Although part of the cost of Saddam Hussein’s overthrow was imposed on the region by foreign forces through their military expedition and starting a war and although the regional nations particularly the people of Iraq had to pay for an important part of the costs of this aggression, however, in the wake of the regional developments the two nations of Iran and Iraq have come close to one another and are trying to forge new relations in this geographical domain.

In the meantime, the West was thinking that this equation would be precisely reverse and that with the fall of Saddam and deployment of American and British forces near the Iranian borders the Islamic Republic of Iran would be isolated. They thought they could turn Iran into a second Iraq through international pressures and even military confrontation. But the reality was something else.

In other words, after the fall of Saddam, Iran adopted a wise stance vis-à-vis the new developments in Iraq. While opposing the military occupation of Iraq and foreign troop buildup after the fall of Saddam, Tehran supported the formation of a new government and political process in Iraq. Due to the population and ethnic fabric of Iraq, Iran was confident that if real democracy is realized in the neighboring country forces close to IRI would come to power.

The same situation had outmaneuvered the Americans in the Iraqi scene. The West had thought that Iran would adopt a simple and negative stance vis-à-vis the new developments in Iraq. But the Shiites who comprised more than 60 percent of the Iraqi population, together with the Kurds based in northern Iraq, were two traditional allies of the IRI who played a significant role in the political process of Iraq. Iran’s direct support for the political process in Iraq which took place before all other neighboring countries, helped the Iraqis to trust Iran further and recognize it as the first friendly country. Interestingly, the process of Iran’s alliance with these two groups (particularly the Kurds) was shaped at the time of the Iraqi war against Iran (1980-88). That cooperation has now turned into a strategic alliance.

The same figures of the 1980s who took arms against Saddam in guerrilla wars are now traveling to Iran as “Iraqi statesmen” and the same alliance has helped strengthen mutual trust and friendship between the two countries. Political leaders such as Jalal Talabani, Nuri al-Maliki and Abdelaziz Hakim are among those leaders who have now laid the foundation stone for new relations between Baghdad and Tehran.

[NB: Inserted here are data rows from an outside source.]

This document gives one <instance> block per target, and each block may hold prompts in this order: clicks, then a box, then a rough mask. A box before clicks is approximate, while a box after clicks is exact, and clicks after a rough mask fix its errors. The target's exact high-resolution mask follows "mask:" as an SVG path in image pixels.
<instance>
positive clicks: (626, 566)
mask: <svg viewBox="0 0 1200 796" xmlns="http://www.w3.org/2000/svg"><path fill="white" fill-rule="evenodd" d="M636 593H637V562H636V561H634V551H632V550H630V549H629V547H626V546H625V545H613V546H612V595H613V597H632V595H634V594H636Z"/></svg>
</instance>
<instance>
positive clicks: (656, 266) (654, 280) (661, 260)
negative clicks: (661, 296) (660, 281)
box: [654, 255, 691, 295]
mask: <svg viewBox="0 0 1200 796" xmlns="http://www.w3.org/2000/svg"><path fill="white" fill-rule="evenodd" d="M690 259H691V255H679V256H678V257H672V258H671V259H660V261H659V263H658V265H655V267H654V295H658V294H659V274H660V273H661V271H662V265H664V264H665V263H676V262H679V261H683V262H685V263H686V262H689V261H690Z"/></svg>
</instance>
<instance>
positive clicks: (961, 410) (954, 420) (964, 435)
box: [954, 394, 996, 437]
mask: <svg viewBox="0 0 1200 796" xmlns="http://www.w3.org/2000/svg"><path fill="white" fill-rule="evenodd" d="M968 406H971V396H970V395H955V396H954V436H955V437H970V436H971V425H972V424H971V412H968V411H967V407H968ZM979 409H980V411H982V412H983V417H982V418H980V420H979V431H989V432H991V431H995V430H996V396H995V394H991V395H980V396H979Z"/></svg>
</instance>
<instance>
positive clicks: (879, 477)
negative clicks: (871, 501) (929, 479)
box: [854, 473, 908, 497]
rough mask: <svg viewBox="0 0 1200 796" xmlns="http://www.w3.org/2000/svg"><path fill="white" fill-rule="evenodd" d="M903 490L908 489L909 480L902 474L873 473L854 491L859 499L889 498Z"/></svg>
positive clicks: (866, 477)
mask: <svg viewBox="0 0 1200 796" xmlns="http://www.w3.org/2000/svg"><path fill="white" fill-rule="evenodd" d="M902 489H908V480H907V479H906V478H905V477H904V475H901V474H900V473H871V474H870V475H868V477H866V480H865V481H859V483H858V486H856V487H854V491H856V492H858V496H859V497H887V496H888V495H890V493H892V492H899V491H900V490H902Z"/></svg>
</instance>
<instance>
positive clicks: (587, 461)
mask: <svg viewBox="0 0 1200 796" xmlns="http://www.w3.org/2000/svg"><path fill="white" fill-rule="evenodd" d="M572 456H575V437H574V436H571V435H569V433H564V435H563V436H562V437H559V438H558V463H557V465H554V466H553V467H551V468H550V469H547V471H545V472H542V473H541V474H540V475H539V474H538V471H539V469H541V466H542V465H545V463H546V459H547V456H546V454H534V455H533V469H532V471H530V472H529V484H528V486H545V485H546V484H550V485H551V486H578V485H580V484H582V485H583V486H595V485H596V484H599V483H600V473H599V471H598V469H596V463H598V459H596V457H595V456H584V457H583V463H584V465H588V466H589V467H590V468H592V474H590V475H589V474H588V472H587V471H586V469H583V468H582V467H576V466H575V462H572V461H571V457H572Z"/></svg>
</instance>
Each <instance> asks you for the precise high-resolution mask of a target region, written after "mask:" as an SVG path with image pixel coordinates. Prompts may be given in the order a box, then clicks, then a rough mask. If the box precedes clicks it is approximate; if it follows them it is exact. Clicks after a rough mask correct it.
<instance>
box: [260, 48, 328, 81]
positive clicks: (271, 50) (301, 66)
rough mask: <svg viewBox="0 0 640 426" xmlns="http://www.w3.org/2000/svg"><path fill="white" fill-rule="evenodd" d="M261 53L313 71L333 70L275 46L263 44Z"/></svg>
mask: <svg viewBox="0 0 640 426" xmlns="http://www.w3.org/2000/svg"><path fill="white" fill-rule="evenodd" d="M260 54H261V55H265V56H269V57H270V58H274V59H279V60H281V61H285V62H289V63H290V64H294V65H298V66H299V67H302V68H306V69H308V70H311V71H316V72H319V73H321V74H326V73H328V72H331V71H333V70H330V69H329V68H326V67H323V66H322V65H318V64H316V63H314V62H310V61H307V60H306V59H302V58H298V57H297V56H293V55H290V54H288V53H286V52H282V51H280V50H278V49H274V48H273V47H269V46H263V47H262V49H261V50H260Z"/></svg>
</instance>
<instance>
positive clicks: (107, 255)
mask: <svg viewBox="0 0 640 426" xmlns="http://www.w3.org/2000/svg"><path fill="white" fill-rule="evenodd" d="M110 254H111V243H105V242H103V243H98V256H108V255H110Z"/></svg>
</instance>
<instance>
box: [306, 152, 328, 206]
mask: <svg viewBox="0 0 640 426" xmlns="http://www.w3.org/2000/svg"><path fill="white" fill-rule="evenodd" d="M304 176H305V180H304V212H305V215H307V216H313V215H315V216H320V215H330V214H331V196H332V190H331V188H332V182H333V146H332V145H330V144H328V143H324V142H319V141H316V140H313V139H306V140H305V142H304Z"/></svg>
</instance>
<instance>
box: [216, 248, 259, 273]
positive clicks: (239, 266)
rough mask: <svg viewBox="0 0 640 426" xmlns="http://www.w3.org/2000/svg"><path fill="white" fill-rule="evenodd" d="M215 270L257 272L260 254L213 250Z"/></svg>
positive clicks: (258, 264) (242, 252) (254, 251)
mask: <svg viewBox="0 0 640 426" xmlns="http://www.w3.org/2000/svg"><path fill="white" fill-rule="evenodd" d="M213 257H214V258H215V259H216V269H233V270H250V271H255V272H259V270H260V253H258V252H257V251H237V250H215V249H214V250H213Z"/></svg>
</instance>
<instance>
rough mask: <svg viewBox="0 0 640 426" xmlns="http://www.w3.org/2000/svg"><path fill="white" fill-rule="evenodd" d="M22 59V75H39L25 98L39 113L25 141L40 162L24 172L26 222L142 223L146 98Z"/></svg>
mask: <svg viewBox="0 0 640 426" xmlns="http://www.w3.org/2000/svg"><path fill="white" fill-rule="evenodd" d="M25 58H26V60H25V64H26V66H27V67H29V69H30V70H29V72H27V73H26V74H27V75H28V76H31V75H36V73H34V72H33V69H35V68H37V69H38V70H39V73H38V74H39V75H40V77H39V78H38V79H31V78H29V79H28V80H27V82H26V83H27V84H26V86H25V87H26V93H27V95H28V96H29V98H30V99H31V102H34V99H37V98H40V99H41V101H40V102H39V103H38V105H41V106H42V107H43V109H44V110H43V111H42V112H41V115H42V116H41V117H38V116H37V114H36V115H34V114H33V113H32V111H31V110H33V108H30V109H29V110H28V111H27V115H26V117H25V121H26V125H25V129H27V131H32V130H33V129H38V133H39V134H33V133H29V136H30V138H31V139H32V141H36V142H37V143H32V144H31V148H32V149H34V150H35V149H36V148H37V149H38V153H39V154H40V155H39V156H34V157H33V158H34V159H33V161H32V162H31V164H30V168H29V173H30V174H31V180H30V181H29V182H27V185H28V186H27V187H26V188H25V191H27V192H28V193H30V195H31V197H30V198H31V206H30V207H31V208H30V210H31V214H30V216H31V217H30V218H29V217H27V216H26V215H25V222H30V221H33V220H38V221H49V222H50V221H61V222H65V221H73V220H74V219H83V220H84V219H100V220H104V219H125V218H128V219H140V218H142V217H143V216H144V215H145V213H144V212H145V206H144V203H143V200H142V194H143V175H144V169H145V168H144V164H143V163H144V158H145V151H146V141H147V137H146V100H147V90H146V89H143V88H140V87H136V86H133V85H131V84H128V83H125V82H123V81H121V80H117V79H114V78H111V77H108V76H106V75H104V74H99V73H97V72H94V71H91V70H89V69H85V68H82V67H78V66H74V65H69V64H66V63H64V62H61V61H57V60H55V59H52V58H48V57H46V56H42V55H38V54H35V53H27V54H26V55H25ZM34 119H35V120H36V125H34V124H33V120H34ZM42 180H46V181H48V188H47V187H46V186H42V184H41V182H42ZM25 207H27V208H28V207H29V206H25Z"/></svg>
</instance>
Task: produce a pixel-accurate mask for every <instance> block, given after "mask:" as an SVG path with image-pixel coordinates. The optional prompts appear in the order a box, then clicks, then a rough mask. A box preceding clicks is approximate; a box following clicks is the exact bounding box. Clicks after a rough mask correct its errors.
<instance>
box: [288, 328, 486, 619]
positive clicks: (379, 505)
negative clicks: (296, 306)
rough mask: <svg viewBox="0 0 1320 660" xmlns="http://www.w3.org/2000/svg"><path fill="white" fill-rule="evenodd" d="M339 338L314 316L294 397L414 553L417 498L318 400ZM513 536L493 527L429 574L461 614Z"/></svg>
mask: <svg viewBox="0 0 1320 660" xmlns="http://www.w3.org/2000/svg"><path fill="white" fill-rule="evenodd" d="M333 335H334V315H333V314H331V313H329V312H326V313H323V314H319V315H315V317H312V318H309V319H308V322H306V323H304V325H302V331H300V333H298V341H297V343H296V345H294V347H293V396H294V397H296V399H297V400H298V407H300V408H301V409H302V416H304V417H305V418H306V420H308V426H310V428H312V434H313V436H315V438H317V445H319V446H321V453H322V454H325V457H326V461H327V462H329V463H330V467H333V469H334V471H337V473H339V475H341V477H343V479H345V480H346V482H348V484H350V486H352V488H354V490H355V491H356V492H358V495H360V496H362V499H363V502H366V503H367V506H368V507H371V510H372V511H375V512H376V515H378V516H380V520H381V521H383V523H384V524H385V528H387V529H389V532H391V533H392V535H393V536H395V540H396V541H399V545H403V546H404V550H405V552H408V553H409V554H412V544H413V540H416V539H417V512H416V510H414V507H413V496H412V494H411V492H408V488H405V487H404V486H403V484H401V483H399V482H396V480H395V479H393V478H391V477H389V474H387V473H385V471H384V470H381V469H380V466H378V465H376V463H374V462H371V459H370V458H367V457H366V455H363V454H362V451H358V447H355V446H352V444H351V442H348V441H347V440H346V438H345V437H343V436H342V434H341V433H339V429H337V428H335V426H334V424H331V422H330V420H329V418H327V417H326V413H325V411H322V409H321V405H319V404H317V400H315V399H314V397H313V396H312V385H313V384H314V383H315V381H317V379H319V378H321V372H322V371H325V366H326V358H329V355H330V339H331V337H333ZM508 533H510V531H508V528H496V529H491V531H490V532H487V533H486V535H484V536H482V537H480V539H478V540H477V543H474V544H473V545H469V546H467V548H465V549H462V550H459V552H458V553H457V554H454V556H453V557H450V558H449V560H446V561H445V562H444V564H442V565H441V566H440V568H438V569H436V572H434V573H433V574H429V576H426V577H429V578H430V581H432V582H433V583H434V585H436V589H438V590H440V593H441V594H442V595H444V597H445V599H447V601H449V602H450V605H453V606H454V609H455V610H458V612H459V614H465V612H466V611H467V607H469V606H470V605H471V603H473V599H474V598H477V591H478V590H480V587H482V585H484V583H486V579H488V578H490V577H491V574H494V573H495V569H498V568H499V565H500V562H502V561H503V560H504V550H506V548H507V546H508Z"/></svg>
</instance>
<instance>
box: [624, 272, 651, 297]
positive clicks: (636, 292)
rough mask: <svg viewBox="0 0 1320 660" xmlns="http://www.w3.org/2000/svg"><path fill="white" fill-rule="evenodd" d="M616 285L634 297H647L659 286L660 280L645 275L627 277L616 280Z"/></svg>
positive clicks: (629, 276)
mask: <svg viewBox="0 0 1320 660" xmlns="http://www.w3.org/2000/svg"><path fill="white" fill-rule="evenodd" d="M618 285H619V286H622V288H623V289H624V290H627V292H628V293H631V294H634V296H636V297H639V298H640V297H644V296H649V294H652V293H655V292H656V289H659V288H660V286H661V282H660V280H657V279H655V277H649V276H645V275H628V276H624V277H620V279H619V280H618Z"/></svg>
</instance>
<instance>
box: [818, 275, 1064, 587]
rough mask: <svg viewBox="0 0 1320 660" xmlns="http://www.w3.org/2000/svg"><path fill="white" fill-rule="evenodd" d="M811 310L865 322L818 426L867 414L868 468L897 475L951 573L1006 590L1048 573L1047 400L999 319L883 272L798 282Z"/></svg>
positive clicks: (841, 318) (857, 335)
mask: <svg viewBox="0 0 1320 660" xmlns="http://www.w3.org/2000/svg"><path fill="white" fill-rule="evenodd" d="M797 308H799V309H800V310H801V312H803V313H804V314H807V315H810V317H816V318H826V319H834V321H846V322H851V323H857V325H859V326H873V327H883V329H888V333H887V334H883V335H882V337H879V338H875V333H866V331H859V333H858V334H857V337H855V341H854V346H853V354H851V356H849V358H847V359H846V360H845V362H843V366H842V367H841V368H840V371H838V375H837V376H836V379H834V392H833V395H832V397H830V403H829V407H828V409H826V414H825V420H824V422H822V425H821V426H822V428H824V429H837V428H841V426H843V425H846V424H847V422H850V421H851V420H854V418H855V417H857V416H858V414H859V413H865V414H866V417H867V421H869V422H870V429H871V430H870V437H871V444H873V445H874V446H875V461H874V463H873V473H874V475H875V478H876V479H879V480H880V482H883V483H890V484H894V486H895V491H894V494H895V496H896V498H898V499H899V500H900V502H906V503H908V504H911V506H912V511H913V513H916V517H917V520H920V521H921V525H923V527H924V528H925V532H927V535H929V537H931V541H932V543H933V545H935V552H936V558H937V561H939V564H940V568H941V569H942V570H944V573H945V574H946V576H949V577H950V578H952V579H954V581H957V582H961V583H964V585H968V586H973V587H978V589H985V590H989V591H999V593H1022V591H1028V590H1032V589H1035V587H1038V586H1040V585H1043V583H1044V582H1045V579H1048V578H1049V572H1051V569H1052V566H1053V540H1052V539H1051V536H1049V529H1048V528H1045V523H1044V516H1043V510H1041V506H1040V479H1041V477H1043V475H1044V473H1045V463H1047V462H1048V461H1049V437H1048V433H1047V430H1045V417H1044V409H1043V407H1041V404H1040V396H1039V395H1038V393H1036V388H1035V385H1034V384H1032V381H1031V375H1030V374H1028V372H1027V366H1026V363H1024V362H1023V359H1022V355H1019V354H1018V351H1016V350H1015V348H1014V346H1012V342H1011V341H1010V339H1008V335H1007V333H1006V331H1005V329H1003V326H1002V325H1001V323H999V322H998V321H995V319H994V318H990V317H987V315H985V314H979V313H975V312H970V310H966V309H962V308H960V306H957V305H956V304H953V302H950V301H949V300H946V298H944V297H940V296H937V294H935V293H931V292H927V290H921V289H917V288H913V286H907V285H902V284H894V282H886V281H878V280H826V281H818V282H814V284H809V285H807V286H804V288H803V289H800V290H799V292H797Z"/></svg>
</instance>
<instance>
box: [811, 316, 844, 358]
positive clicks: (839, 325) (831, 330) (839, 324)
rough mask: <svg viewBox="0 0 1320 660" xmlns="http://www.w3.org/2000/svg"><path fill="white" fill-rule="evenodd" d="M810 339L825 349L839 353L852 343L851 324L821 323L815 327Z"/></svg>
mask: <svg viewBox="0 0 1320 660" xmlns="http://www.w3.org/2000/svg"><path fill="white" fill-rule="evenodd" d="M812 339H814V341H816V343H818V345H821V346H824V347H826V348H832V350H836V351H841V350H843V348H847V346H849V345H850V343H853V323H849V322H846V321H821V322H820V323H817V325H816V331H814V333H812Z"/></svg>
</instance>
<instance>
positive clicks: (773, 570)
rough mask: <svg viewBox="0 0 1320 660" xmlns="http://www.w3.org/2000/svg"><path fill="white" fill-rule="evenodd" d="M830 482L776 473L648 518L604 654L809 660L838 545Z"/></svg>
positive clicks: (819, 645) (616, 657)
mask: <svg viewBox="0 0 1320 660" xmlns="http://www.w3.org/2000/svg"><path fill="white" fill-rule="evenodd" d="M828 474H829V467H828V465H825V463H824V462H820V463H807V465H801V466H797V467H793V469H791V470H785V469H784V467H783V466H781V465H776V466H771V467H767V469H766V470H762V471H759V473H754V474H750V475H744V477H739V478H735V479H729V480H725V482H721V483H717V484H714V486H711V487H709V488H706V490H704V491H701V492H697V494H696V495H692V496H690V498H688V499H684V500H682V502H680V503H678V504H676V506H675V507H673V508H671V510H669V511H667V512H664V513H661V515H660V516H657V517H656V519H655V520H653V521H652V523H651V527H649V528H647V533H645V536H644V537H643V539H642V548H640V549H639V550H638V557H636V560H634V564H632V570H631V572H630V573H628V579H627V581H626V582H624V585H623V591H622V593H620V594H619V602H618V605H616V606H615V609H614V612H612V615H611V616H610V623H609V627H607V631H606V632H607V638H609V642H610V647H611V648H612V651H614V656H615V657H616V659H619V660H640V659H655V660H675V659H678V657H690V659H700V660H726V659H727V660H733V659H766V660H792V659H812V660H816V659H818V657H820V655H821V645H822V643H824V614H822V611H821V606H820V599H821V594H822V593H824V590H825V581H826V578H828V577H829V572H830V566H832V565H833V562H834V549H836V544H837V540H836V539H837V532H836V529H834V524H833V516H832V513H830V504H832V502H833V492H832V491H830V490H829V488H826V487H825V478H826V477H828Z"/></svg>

Despite all the existing potentials in relations between Iran and Iraq, there are some outstanding issues too and it seems that repeated visits to Iran by Iraqi officials and their consultations in Tehran aim at final resolution of these issues. These include continued presence of remnants of the terrorist Mujahedin Khalq Organizations (MKO) in Iraq, issues pertaining to the imposed war, question of war reparations, implementation of the 1976 Algiers Accord, etc. In order to remove all dark points and ambiguities in future relations in the coming decades, Iran and Iraq should settle these issues once and forever.

The necessity of expelling the MKO members from Iraq which was underlined in the Supreme Leader’s remarks in a recent meeting with Iraqi President Jalal Talabani is the key to final settlement of the outstanding issues between Iran and Iraq. The Iraqi side is expected to show its resolve in full and unconditional ouster of the MKO from Iraq.

The strategy of enemies of Iran-Iraq relations, particularly after the forthcoming withdrawal of the US troops from Iraq, could be to keep some outstanding issues between the two countries so that they could pit the two superior powers of the Middle East against one another in appropriate time to serve their own interests.

Another angle of Talabani’s recent visit to Tehran must be sought in the issue of Iran-US talks. Let’s not forget that Iraq was the first pretext for Tehran-Washington talks. Under the current situation that rumors on possible negotiations between IRI and US are rampant, the recent shuttles could have aimed at preparing the ground for future talks between Tehran and Washington. Iraq maintains very close ties with Iran and the US and wants to find a new place in regional relations by playing the role of a reliable mediator between Tehran and Washington.